PMI flags fastest services growth in five months, input costs soar #GS3 #Economy
New business and output from India’s services sector grew at the fastest pace in five months in April, as per the S&P Global India Services PMI, which increased to 57.9, from 53.6 in March. The survey showed selling prices surged at the sharpest pace since July 2017 amid a near-record upturn in input costs.
Inflation concerns continued to dampen business confidence, even as employment rose for the first time in five months, as per the survey-based index. A reading of 50 on the PMI signals no change in business activity.
“International demand for Indian services worsened in April, a trend that has been recorded in each month since the onset of COVID-19 in March 2020,” S&P Global said. “New orders from abroad fell at a marked pace that was the quickest since September 2021,” it added.
Real estate and business services sectors were the only ones to report a contraction in new orders and output during April, while consumer services, finance and insurance were the best performers. Businesses reported higher chemical, food, fuel, labour, material and retail costs in April with the overall inflation in inputs rising at the second-strongest pace since PMI data collection started in 2005.
Some firms also reported higher wage costs, which escalated overall expenses. “Yet, companies resumed their hiring efforts in April, as seen by the first increase in employment since last November. Firms that took on extra staff linked the rise to ongoing growth of new business.
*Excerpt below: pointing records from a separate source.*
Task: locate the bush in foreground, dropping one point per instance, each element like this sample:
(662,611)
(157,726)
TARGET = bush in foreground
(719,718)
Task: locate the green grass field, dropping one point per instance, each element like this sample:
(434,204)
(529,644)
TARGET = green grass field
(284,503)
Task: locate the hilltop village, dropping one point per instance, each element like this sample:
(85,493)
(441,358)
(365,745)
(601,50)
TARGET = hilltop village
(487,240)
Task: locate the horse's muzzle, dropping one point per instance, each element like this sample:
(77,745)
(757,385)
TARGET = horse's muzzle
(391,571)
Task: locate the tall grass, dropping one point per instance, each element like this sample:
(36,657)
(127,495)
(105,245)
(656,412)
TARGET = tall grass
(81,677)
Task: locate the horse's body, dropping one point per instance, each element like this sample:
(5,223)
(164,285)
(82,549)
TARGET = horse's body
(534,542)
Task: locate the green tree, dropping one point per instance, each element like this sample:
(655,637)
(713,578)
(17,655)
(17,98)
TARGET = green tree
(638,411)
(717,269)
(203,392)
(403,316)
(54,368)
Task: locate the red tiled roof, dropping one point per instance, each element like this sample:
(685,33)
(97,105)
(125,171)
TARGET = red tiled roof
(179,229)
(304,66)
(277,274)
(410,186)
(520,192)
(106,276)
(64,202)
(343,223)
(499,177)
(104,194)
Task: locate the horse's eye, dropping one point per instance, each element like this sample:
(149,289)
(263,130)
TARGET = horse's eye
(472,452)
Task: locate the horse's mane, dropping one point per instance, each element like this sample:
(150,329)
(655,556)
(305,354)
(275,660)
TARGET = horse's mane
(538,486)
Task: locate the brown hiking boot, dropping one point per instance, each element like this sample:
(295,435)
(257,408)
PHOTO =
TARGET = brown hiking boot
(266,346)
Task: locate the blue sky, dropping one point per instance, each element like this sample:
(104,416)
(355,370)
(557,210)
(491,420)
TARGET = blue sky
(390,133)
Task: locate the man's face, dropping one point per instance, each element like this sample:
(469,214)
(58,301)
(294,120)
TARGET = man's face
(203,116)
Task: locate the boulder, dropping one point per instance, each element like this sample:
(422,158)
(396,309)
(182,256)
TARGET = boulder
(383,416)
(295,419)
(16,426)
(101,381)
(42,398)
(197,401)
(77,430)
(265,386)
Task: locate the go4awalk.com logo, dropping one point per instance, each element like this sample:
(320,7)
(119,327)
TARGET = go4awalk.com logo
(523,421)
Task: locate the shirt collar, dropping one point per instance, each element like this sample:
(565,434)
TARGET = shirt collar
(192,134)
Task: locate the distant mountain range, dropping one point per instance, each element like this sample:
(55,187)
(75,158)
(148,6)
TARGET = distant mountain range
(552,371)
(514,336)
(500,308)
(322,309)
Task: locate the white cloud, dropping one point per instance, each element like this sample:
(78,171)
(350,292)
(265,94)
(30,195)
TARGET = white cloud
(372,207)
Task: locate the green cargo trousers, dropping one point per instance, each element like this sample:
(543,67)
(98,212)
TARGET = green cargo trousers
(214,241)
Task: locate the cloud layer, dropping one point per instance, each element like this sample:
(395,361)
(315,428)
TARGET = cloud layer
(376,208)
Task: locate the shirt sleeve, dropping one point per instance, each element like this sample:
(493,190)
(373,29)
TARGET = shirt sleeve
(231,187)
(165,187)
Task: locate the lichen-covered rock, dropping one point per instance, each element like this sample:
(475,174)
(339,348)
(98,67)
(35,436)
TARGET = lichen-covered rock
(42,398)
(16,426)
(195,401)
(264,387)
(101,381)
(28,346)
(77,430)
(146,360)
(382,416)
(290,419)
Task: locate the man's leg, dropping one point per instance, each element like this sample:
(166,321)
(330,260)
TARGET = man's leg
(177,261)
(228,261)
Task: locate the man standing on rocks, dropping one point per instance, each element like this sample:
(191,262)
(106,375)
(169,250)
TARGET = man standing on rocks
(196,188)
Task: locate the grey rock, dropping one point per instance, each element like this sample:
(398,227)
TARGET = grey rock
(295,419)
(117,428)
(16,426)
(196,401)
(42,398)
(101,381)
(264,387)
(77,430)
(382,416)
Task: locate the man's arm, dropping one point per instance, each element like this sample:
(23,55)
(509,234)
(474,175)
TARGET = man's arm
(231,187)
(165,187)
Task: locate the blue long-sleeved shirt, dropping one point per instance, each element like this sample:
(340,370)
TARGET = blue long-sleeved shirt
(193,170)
War-induced inflation surge said to have forced RBI’s hand #GS3 #Economy
An unexpectedly rapid surge in ‘war-induced inflation’ in March and April forced the Reserve Bank of India’s (RBI) Monetary Policy Committee (MPC) to hold an emergency off-cycle meeting this week and announce the first repo rate increase in more than three-and-a-half years, people familiar with the central bank’s thinking said.
The inflation print for March, which was announced on April 12 four days after the MPC had concluded its first policy review of the new fiscal year, had ended up 50 basis points higher than the RBI’s forecast at almost 7% and with the reading for April expected to be even higher and a ‘big shocker’, it became imperative for the MPC to meet urgently to take timely action, the people, who spoke on the condition of anonymity, explained.
Indonesia’s sudden decision to completely ban exports of palm oil had also added to the concern. Any further delay could have turned counterproductive as the Indian economy has no capacity to withstand a larger rate increase, say of 150-200 bps, they added.
With the RBI detecting signals that there could be a nasty inflation surprise on May 12 (when the April CPI data are expected to be released) it decided to space out its policy response, the people said. Going forward, the RBI aims to reverse its previous pandemic-triggered rate moves in small steps, much the same way it had reduced rates during the pandemic, they observed.